Israel Materials 29 July 2010 09:42 (UTC +04:00)
Israeli Prime Minister Benjamin Netanyahu says succumbing to international pressures to maintain a 10 month settlement freeze could overthrow his cabinet, Press TV reported.
West Bank freeze may cost Netanyahu ouster

Israeli Prime Minister Benjamin Netanyahu says succumbing to international pressures to maintain a 10 month settlement freeze could overthrow his cabinet, Press TV reported.

In November, Netanyahu announced a partial, 10-month moratorium on Israeli West Bank settlement expansions.

Meeting with Netanyahu on Wednesday in Jerusalem, Spanish Foreign Minister Miguel Moratinos highlighted that the European Union's position was that Israel should continue the freeze.

But Netanyahu was afraid that continuing the freeze after September 26 would be impossible politically and would bring down the coalition, Haaretz quoted the Israeli premier as saying on its website.

The Palestinian Authority is demanding a permanent halt on construction in the occupied West Bank as a precondition to upgrade talks with Israel.

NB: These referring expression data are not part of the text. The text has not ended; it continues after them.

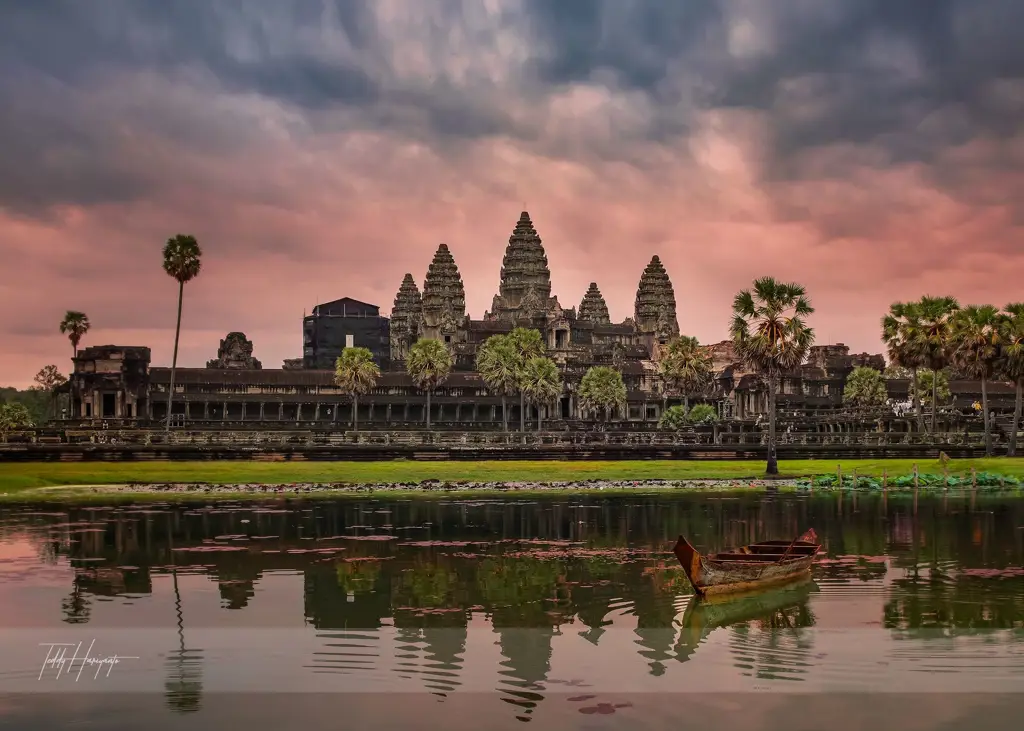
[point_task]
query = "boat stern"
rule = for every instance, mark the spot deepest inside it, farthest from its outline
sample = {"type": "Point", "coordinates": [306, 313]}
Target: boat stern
{"type": "Point", "coordinates": [689, 559]}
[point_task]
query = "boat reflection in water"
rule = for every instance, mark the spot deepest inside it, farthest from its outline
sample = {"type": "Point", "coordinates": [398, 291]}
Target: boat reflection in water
{"type": "Point", "coordinates": [778, 608]}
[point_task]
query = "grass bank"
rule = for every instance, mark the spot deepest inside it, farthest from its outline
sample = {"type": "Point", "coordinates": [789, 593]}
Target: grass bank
{"type": "Point", "coordinates": [18, 477]}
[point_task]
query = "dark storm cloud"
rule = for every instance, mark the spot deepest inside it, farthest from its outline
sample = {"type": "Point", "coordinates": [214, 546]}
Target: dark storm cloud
{"type": "Point", "coordinates": [910, 78]}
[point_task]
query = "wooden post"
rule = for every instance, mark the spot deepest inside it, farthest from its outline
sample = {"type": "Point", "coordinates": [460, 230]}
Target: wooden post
{"type": "Point", "coordinates": [915, 488]}
{"type": "Point", "coordinates": [839, 475]}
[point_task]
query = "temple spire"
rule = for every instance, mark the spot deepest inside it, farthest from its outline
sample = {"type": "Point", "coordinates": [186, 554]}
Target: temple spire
{"type": "Point", "coordinates": [593, 308]}
{"type": "Point", "coordinates": [443, 297]}
{"type": "Point", "coordinates": [525, 281]}
{"type": "Point", "coordinates": [654, 308]}
{"type": "Point", "coordinates": [406, 316]}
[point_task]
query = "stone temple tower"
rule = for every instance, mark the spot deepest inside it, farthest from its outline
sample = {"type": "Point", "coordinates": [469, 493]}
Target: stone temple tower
{"type": "Point", "coordinates": [406, 316]}
{"type": "Point", "coordinates": [655, 306]}
{"type": "Point", "coordinates": [594, 308]}
{"type": "Point", "coordinates": [443, 299]}
{"type": "Point", "coordinates": [524, 292]}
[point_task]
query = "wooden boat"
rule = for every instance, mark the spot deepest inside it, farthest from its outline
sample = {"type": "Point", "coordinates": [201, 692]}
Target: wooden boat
{"type": "Point", "coordinates": [705, 614]}
{"type": "Point", "coordinates": [748, 568]}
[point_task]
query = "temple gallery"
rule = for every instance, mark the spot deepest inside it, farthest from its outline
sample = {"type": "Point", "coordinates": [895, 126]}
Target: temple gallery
{"type": "Point", "coordinates": [119, 383]}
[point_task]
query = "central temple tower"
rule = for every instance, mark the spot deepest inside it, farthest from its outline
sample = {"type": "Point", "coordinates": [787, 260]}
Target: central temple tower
{"type": "Point", "coordinates": [524, 292]}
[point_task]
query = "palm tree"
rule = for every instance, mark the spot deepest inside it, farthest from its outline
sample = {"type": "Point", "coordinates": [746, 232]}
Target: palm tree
{"type": "Point", "coordinates": [49, 380]}
{"type": "Point", "coordinates": [974, 348]}
{"type": "Point", "coordinates": [75, 325]}
{"type": "Point", "coordinates": [1012, 359]}
{"type": "Point", "coordinates": [542, 383]}
{"type": "Point", "coordinates": [429, 363]}
{"type": "Point", "coordinates": [182, 260]}
{"type": "Point", "coordinates": [527, 344]}
{"type": "Point", "coordinates": [936, 316]}
{"type": "Point", "coordinates": [355, 374]}
{"type": "Point", "coordinates": [772, 338]}
{"type": "Point", "coordinates": [686, 368]}
{"type": "Point", "coordinates": [601, 390]}
{"type": "Point", "coordinates": [903, 336]}
{"type": "Point", "coordinates": [497, 362]}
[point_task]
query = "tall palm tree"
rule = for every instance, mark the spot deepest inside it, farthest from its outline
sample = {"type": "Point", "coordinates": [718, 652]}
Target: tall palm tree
{"type": "Point", "coordinates": [75, 325]}
{"type": "Point", "coordinates": [601, 390]}
{"type": "Point", "coordinates": [542, 383]}
{"type": "Point", "coordinates": [936, 318]}
{"type": "Point", "coordinates": [429, 363]}
{"type": "Point", "coordinates": [686, 368]}
{"type": "Point", "coordinates": [528, 344]}
{"type": "Point", "coordinates": [903, 336]}
{"type": "Point", "coordinates": [182, 260]}
{"type": "Point", "coordinates": [497, 361]}
{"type": "Point", "coordinates": [974, 348]}
{"type": "Point", "coordinates": [771, 337]}
{"type": "Point", "coordinates": [355, 374]}
{"type": "Point", "coordinates": [1012, 359]}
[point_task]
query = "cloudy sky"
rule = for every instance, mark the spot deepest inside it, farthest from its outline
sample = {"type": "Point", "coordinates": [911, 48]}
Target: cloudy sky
{"type": "Point", "coordinates": [869, 149]}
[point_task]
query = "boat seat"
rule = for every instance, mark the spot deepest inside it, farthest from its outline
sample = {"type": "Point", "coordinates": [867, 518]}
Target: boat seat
{"type": "Point", "coordinates": [757, 556]}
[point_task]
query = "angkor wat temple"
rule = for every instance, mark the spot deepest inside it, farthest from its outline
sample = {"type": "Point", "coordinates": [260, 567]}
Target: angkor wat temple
{"type": "Point", "coordinates": [119, 384]}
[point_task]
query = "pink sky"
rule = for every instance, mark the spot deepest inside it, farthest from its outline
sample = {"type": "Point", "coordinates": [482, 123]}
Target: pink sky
{"type": "Point", "coordinates": [302, 190]}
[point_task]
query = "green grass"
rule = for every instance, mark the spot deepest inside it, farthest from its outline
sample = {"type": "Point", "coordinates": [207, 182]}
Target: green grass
{"type": "Point", "coordinates": [17, 477]}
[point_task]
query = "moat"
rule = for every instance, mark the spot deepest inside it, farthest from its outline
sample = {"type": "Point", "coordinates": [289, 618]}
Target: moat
{"type": "Point", "coordinates": [562, 612]}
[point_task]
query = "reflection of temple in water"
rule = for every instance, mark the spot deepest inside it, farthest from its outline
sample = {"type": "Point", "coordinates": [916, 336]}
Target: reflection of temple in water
{"type": "Point", "coordinates": [401, 607]}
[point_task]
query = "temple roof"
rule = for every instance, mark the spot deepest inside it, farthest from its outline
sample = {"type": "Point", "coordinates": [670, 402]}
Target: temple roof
{"type": "Point", "coordinates": [524, 290]}
{"type": "Point", "coordinates": [593, 307]}
{"type": "Point", "coordinates": [655, 301]}
{"type": "Point", "coordinates": [443, 292]}
{"type": "Point", "coordinates": [408, 300]}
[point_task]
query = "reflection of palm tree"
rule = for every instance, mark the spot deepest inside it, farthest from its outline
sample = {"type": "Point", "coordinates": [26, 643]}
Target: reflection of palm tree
{"type": "Point", "coordinates": [76, 607]}
{"type": "Point", "coordinates": [183, 687]}
{"type": "Point", "coordinates": [526, 662]}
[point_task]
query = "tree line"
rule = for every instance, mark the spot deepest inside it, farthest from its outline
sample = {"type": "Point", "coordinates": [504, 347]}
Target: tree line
{"type": "Point", "coordinates": [981, 342]}
{"type": "Point", "coordinates": [768, 329]}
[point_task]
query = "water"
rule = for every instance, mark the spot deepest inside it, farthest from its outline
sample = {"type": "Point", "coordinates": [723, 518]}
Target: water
{"type": "Point", "coordinates": [565, 612]}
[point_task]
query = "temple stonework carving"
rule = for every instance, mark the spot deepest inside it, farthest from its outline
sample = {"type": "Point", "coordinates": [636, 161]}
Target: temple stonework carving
{"type": "Point", "coordinates": [593, 308]}
{"type": "Point", "coordinates": [236, 353]}
{"type": "Point", "coordinates": [655, 305]}
{"type": "Point", "coordinates": [443, 305]}
{"type": "Point", "coordinates": [524, 292]}
{"type": "Point", "coordinates": [406, 316]}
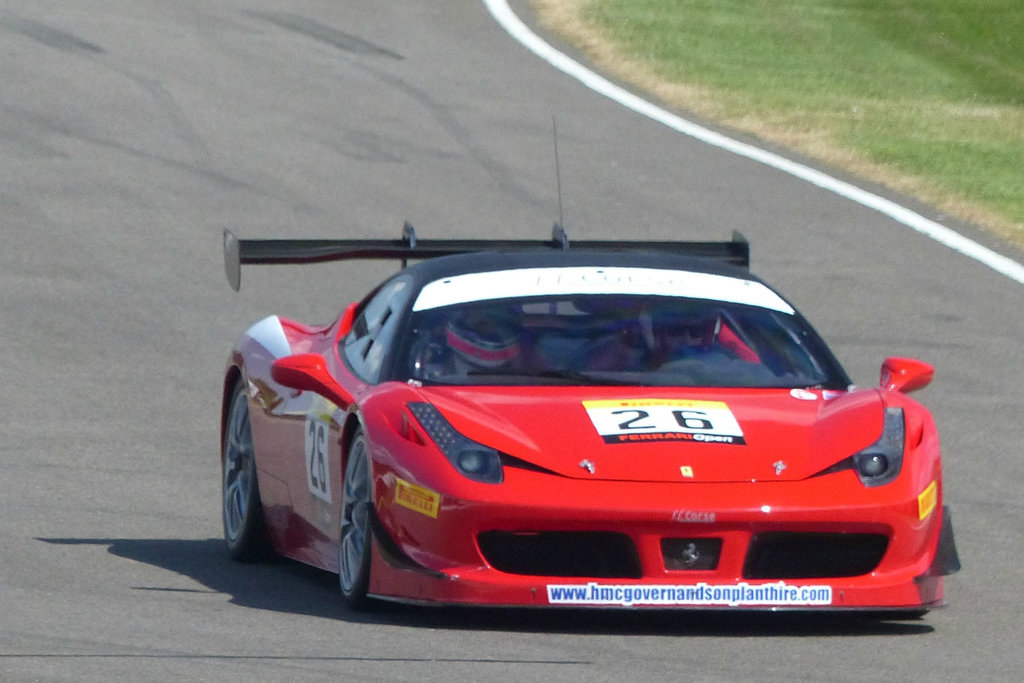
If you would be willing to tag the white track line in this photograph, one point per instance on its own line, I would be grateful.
(507, 18)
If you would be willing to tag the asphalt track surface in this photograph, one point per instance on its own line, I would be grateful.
(133, 132)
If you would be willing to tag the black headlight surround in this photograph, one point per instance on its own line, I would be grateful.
(472, 460)
(881, 463)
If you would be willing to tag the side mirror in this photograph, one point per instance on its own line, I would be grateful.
(307, 372)
(905, 375)
(347, 318)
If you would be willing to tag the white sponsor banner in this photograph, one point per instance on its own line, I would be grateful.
(690, 595)
(591, 280)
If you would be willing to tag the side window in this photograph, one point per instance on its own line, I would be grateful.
(372, 337)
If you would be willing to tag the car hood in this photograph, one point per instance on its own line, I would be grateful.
(668, 434)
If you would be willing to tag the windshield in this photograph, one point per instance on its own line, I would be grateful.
(616, 339)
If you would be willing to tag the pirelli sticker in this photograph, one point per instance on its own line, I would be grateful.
(928, 500)
(421, 500)
(645, 420)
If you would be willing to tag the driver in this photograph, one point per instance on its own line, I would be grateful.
(482, 339)
(681, 335)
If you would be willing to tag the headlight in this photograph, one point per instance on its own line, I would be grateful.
(473, 460)
(880, 463)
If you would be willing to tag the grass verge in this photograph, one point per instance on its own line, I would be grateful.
(926, 97)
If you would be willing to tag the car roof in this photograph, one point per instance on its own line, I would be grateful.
(443, 266)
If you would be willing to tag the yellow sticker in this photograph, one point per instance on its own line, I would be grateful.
(421, 500)
(927, 500)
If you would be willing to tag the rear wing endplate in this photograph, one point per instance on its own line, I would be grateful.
(238, 252)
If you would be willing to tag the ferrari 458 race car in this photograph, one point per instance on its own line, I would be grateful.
(614, 424)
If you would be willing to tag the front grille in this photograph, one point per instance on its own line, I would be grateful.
(797, 555)
(599, 554)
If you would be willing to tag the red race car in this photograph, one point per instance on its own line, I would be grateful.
(614, 424)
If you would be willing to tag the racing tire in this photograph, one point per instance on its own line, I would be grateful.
(355, 544)
(242, 509)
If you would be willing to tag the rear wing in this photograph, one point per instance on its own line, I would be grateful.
(238, 252)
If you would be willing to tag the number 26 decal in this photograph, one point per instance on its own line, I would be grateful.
(631, 421)
(317, 472)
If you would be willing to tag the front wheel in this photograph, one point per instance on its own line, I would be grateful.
(356, 537)
(245, 531)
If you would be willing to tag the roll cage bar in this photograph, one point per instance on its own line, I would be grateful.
(239, 252)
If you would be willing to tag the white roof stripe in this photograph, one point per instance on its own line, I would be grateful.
(593, 280)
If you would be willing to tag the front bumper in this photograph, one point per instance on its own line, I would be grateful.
(821, 544)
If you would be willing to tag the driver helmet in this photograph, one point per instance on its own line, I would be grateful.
(483, 338)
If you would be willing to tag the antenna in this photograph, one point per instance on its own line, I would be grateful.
(558, 175)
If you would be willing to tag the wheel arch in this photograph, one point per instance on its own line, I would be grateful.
(231, 380)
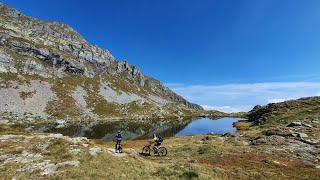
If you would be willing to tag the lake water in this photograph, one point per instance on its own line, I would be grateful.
(141, 130)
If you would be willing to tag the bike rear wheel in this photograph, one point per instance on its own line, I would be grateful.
(120, 148)
(162, 151)
(146, 150)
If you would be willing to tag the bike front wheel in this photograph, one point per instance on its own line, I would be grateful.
(162, 151)
(146, 150)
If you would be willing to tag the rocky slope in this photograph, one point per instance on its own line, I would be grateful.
(285, 112)
(48, 71)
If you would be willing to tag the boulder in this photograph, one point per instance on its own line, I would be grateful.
(293, 124)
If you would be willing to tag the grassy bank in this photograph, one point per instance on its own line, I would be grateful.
(190, 157)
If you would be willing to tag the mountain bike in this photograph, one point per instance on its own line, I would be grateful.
(119, 147)
(161, 151)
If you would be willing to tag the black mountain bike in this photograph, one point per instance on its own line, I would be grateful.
(119, 147)
(161, 151)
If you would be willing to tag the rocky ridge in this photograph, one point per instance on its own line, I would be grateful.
(82, 78)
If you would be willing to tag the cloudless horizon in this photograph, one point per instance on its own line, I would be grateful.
(225, 55)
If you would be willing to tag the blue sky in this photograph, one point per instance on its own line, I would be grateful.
(227, 55)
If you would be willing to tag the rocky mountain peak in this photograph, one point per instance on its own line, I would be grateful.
(75, 72)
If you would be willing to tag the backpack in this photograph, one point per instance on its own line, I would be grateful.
(119, 136)
(160, 139)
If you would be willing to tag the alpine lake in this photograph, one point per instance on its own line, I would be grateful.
(141, 129)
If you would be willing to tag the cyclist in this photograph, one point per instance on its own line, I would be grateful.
(119, 139)
(157, 142)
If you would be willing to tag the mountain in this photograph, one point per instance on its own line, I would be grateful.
(48, 71)
(286, 112)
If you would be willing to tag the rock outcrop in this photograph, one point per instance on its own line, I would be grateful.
(54, 53)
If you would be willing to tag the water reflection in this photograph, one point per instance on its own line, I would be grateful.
(141, 129)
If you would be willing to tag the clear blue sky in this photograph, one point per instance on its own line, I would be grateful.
(205, 44)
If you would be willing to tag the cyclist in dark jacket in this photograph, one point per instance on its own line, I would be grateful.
(118, 139)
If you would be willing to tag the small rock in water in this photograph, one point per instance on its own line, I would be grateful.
(49, 169)
(302, 135)
(75, 151)
(295, 124)
(85, 145)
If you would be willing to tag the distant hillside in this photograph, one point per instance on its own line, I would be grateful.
(48, 71)
(286, 112)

Meanwhile, the Arab League foreign ministers are to meet on Thursday in Cairo, where they will decide whether or not the Palestinians should heed the US calls for a shift from the ongoing indirect "proximity talks" to direct negotiations.

A subcommittee on the Arab peace initiative is expected to announce its continued support for a decision by acting Palestinian Authority Chief Mahmoud Abbas not to begin direct talks with Israel until agreements are reached on major issues of dispute.

Abbas earlier voiced criticism against Washington for its "unclear position" and a lack of assurances for Israel's return to the 1967 borders and an end to settlement expansions in the West Bank, especially in East Jerusalem -- which Palestinians deem as the capital of their future Palestinian state.

During yesterday's meeting Netanyahu reportedly told Moratinos that the Palestinian conditions for resuming the stalled direct talks were "unrealistic," and that only after a final-status agreement is reached will it be possible to scrape sufficient public support in Israel to push it through.

Trying to do so now would bring down the ruling coalition in Israel and damage the peace process, he warned.